Agworld is actively helping farmers start their digital journey to capture the benefits of additional data through an ongoing investment in integrations.

Technology in agriculture has the potential to change the way we make decisions, but only if we have the tools to understand and interpret the data.

How all your farm data is organised and accessed will have a big impact on the insights it can provide.

Many seen, and likely benefited, from the introduction of technology over the last decade and experienced the ongoing struggle with trying to get it all to work together so that the right people can make sense of the data.

Why should it be so difficult to get soil test results, crop history, seasonal plans and yield results into the same program?

Farm data is piling in from tractor monitors, satellites, drones, weather sensors and a growing number Internet of things (IoT) devices.

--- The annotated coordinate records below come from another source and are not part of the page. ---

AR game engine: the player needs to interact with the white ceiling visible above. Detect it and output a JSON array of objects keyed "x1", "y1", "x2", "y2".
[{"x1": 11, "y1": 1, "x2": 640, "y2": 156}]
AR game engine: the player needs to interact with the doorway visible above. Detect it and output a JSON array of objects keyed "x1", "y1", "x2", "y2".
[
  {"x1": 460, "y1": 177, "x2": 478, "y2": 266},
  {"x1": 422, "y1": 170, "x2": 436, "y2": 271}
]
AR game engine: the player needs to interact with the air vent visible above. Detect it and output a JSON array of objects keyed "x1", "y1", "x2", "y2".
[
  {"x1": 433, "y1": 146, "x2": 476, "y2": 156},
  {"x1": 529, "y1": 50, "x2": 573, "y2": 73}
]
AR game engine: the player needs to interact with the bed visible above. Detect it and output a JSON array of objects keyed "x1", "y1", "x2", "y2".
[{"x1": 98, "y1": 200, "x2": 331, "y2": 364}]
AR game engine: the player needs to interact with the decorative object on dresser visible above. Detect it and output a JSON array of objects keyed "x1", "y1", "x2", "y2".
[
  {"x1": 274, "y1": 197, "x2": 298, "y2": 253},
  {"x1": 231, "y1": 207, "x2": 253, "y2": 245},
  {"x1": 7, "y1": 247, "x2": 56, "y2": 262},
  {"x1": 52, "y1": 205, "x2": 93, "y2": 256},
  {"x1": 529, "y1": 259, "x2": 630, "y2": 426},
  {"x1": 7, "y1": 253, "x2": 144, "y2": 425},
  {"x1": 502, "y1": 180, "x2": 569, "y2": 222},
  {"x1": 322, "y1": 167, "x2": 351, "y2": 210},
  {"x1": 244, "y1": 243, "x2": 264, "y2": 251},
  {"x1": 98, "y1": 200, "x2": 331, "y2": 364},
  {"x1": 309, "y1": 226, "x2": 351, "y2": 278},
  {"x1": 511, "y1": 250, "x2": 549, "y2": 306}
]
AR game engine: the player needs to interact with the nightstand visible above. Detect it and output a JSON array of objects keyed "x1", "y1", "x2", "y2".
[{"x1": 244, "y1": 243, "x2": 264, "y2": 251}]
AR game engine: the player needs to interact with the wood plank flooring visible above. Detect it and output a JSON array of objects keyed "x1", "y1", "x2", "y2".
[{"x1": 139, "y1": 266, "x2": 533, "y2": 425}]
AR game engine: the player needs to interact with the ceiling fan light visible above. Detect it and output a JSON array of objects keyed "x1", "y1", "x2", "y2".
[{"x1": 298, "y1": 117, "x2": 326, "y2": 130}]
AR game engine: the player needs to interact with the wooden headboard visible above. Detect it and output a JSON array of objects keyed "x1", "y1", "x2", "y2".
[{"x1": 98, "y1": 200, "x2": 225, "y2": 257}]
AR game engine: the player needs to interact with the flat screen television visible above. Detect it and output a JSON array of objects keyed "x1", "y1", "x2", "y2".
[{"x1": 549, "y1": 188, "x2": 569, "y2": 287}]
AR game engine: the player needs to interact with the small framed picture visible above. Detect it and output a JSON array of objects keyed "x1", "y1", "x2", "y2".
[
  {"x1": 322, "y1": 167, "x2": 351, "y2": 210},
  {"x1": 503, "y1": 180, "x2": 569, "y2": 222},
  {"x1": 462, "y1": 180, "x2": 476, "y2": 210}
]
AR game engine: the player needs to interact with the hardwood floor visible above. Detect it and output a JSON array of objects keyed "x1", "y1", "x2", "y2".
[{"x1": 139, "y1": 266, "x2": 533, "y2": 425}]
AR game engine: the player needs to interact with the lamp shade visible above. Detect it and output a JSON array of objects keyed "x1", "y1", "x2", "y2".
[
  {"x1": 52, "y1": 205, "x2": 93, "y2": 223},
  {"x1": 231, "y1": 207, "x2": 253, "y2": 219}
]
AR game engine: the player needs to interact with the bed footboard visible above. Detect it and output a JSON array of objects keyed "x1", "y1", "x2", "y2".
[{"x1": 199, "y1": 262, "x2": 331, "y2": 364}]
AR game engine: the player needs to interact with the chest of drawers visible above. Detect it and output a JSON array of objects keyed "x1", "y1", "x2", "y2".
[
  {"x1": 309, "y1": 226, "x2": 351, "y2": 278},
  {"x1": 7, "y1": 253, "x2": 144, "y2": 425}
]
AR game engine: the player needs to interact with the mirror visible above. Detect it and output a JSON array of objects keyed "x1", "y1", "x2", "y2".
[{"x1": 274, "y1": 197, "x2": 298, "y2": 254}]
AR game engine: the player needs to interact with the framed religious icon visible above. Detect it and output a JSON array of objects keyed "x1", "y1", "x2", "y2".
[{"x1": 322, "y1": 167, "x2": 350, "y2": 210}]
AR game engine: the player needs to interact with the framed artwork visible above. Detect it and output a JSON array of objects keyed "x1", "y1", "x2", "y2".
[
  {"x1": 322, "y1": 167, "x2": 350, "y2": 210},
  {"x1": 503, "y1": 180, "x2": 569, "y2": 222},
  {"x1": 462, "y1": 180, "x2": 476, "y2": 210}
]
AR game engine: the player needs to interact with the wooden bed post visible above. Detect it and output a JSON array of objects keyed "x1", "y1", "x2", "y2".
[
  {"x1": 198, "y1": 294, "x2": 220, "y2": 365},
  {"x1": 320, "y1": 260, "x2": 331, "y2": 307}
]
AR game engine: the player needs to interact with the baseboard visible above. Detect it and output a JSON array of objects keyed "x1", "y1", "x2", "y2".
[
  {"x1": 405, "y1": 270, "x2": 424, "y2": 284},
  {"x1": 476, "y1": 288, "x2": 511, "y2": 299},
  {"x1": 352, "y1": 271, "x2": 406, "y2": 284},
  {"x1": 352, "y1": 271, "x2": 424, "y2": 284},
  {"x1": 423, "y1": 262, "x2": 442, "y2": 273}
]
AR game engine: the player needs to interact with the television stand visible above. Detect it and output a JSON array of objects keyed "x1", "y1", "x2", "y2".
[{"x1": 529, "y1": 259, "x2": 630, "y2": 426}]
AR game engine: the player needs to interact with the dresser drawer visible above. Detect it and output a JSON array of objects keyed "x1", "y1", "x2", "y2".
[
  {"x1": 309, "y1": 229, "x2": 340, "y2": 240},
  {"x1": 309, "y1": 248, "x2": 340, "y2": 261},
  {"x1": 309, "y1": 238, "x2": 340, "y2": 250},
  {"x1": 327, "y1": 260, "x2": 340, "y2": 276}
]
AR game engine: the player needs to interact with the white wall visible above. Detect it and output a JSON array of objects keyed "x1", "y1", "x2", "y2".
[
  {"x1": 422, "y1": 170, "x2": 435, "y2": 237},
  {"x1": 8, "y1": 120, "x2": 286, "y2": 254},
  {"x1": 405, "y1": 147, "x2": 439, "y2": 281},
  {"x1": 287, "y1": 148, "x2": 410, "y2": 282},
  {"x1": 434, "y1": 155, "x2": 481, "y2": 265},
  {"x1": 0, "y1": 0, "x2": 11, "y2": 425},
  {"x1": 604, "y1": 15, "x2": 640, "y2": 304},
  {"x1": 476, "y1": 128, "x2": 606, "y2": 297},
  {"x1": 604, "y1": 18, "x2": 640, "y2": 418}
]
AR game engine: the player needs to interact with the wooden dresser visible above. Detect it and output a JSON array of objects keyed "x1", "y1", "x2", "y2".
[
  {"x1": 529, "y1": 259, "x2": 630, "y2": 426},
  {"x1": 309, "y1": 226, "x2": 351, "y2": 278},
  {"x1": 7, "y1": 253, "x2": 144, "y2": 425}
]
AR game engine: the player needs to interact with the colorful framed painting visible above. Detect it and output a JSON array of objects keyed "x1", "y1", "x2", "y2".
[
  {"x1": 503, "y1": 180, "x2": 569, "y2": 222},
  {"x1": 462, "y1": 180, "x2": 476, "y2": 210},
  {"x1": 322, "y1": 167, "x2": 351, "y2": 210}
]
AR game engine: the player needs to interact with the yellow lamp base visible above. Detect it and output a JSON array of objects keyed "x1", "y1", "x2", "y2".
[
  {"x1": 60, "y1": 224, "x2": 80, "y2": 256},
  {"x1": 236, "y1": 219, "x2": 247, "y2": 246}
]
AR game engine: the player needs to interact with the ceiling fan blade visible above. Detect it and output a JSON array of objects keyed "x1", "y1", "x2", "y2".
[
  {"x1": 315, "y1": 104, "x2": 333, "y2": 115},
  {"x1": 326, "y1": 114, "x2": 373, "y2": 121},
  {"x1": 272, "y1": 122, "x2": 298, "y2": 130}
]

This trend is likely to continue and the flood of digital data will increase, but for many farmers, they don’t know where to start their digital journey to capture the benefits of this additional data.

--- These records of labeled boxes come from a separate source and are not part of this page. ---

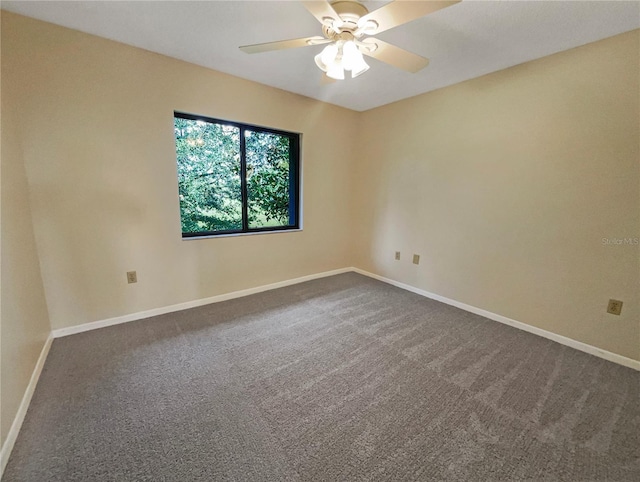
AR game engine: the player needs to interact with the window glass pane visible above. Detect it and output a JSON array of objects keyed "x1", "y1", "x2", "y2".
[
  {"x1": 245, "y1": 129, "x2": 295, "y2": 229},
  {"x1": 175, "y1": 117, "x2": 242, "y2": 233}
]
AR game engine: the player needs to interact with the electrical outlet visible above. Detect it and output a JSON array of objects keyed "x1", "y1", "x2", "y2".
[{"x1": 607, "y1": 300, "x2": 622, "y2": 315}]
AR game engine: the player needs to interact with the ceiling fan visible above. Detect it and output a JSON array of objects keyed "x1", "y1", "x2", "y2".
[{"x1": 240, "y1": 0, "x2": 461, "y2": 80}]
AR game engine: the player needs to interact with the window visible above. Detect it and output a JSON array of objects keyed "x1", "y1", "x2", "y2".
[{"x1": 174, "y1": 112, "x2": 300, "y2": 238}]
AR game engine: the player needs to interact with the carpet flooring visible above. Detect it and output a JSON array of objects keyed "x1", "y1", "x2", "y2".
[{"x1": 2, "y1": 273, "x2": 640, "y2": 482}]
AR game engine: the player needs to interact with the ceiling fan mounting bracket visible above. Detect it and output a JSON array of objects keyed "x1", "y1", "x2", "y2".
[{"x1": 331, "y1": 0, "x2": 369, "y2": 23}]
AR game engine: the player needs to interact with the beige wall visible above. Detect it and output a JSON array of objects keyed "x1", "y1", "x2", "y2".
[
  {"x1": 0, "y1": 29, "x2": 51, "y2": 444},
  {"x1": 356, "y1": 30, "x2": 640, "y2": 360},
  {"x1": 2, "y1": 13, "x2": 357, "y2": 329}
]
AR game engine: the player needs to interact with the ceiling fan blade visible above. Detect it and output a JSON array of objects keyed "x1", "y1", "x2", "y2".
[
  {"x1": 361, "y1": 38, "x2": 429, "y2": 73},
  {"x1": 302, "y1": 1, "x2": 340, "y2": 24},
  {"x1": 240, "y1": 37, "x2": 331, "y2": 54},
  {"x1": 360, "y1": 0, "x2": 461, "y2": 35}
]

According to a company spokesman, Agworld is actively addressing this problem through an ongoing investment in integrations.

“This year alone Agworld has developed integrations with John Deere, Figured and Xero and soil testing laboratories, in addition to creating a rainfall data community,” the Agworld spokesman said.

“Agworld’s collaborative approach means that farm data can be seamlessly shared between agronomists and farmers.”

Tammin, WA, farmer Brad Jones said start with a plan.

"The old saying that you can't manage what you can't measure rings true here," Mr Jones said.

"It is a reference point for all of us, where we all know the plan, can check what we are doing and have confidence we are capturing and acting on robust data.

”The challenge for many farmers and the people they work with is finding solutions that leverage transparency and efficiency across all the places they have data,” he said. 

“How do they quickly and easily find out what has been done and what is left to do?” Agworld general manager, Simon Foley said.

“Agworld’s vision is that farmers, and the individuals that are important to their business can access the right information at the right time to make the best decision possible,” he said.

​“With Agworld, our workers now access a job description and information they need for the day through the app on their smart phone, iPad or laptop and can carry out the job as quickly and efficiently as possible," Ardmona orchardist, Mitchell McNab said. 

Mr McNab’s advisor, Steve Booth believes the Agworld app is the vital conduit in the process of being accurate, cutting out cumbersome paperwork and improving productivity for everyone.

Agworld believes 2018 is the year to go digital and assess opportunities to measure what is managed, adopt a platform for managing farm data and importantly bring the stakeholders around the farm business closer to the information they need.